第94話「ひとつの計画」
わたしは、ルオラと一緒に伏せるのが精一杯だった。
部屋の奥の男は、逃げようとしたルオラを追う素振りは見せなかった。ただ、腕組みしていた手を解いて、片手で部屋の入り口を指差しただけだった。わたしは、その動きを見つめていた。観察というには程遠い。ただ見ていただけだった。
怖くて逃げる事も選べなかったわたし、ただ突っ立っていたわたしは、そのおかげで彼女を助ける事が出来た。この事は、とても幸運だった。それ以外は最悪だった。
彼女に向かって叫んだ後、部屋の入り口の方を見る。
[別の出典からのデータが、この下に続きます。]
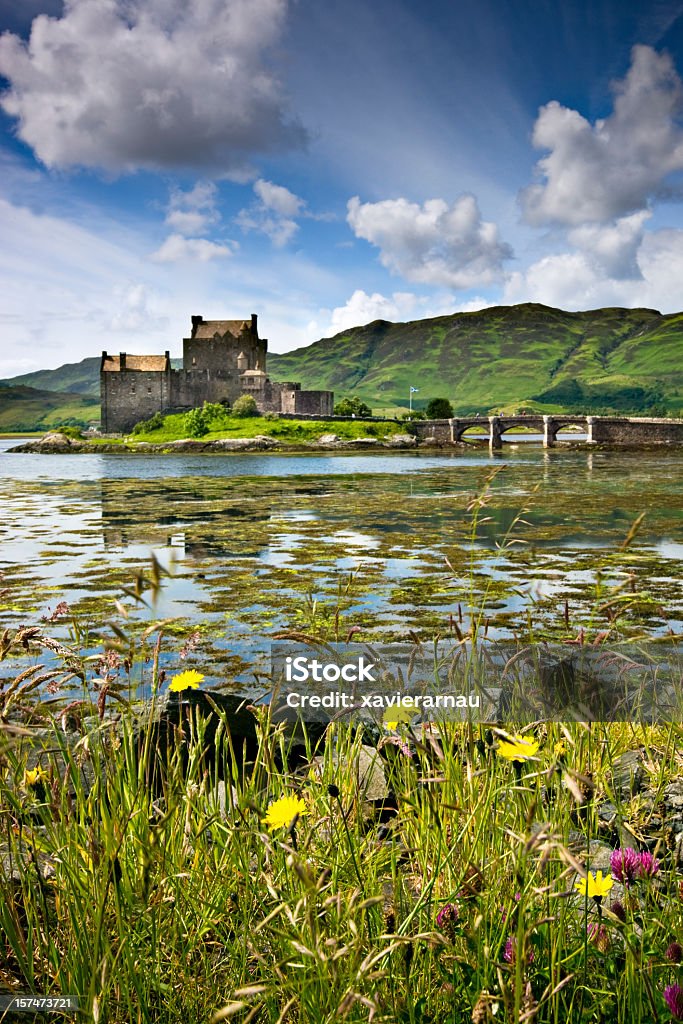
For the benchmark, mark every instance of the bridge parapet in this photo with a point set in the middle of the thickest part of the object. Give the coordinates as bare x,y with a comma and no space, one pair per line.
599,429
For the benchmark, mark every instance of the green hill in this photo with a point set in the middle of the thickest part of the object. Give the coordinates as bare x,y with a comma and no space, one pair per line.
29,409
77,378
602,360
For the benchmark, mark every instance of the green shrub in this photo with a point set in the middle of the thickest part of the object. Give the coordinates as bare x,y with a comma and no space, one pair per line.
69,431
438,409
155,422
245,406
352,407
195,423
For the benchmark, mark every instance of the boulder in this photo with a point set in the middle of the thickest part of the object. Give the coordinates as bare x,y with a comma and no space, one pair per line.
400,440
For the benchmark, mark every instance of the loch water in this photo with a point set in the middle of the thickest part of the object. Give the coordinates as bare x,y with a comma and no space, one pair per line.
526,542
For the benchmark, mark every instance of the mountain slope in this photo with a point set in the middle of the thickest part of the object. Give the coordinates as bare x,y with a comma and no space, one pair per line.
607,359
30,409
77,378
603,360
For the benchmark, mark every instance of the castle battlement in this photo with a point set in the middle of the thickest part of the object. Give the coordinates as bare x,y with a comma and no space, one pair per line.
221,359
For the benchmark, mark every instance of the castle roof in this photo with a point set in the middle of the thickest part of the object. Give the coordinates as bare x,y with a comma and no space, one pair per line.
112,364
207,329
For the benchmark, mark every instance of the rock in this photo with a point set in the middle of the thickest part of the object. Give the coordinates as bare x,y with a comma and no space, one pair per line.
628,774
400,440
50,439
361,442
370,779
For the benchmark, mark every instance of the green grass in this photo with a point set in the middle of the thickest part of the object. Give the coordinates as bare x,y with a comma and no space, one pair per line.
601,360
174,428
159,907
452,900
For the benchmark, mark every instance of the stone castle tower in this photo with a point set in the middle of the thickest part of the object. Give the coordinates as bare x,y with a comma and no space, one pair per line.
221,359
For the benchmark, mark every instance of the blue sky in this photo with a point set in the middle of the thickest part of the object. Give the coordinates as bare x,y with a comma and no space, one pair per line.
326,165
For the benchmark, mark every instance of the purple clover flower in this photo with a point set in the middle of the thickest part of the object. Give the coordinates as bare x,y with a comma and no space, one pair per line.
625,865
510,951
674,952
673,996
648,865
446,919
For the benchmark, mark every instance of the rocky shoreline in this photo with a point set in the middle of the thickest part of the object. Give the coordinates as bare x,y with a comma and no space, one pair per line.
57,443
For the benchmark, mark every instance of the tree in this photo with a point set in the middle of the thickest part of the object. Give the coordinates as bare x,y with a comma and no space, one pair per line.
352,407
245,406
438,409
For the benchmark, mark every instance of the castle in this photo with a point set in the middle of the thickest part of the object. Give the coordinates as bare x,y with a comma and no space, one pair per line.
221,360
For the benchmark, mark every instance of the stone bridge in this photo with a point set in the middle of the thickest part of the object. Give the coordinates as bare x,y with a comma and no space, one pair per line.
598,429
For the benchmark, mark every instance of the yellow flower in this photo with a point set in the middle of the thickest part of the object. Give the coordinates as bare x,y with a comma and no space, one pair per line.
517,749
185,680
596,887
34,776
393,717
283,812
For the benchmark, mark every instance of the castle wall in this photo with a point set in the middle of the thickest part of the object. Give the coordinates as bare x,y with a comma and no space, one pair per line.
213,369
313,402
131,395
191,388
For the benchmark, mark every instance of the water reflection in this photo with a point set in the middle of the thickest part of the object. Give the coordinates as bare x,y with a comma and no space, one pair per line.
395,542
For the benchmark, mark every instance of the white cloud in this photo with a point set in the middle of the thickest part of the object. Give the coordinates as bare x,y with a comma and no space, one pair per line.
279,199
137,309
612,168
363,308
432,244
272,213
177,248
194,211
573,281
613,248
154,84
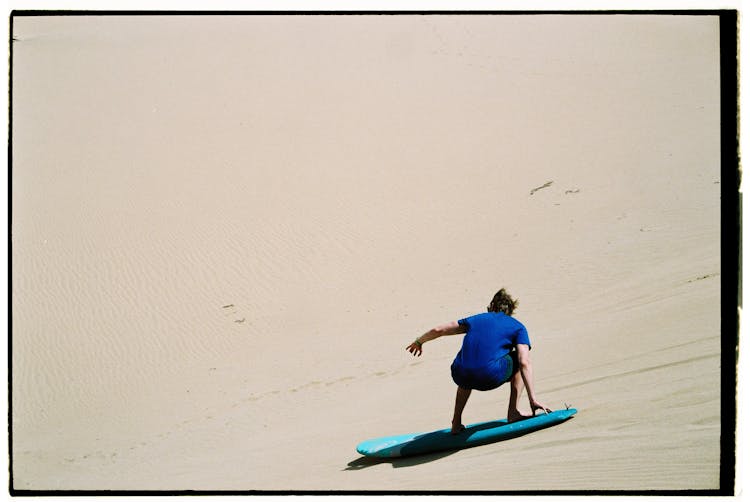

彼女が走っていくはずだった先に、光る小さな点が現れる。その点は陽炎をまとい、部屋の入り口を歪めて見せる。その一点が急激に高温になったからだ。いくらなんでも石を溶かすような温度じゃないにせよ、近寄ったらきっと大火傷をする。
火の魔法。
それをあの男が使った。人によってやり方が違う。その一点を集中して見つめる者、杖で指し示す者、あいつみたいに指で指す者、でも、起きる現象は同じ。その一点が急激に加熱し、周りに燃えるものがあれば火が付く。人や動物は火傷を負う。
その温度の程度は、使い手によって様々だ。焚火の種火を作るのが精一杯の者、少量なら湯を沸かせる者、そして、相手を死傷させる威力の者。あの男は最悪だ。周囲の風景が広い範囲で歪んで見えるなんて、どんな温度か分からない。
わたしは、彼女に飛びついて床に伏せた。火の魔法から遠ざかる方へ、部屋の入り口から遠ざかる方へ倒れ込んだ。床にあった大きな石材の破片に隠れるように倒れたつもりだったけれど、熱を防ぎきれていない。背中に熱さを感じる。これを中心で喰らったら、ひとたまりもない。
「ルオラ、大丈夫?」
きっと彼女も同じ事を考えていて、悲観的な表情と声になる。
「大丈夫です。ですが…」
「最悪だね…」
抱き合って倒れていたわたし達は、身を起こして一緒に部屋の奥を見る。あの男が居た所だ。しかし、そこには誰も居なくなっていた。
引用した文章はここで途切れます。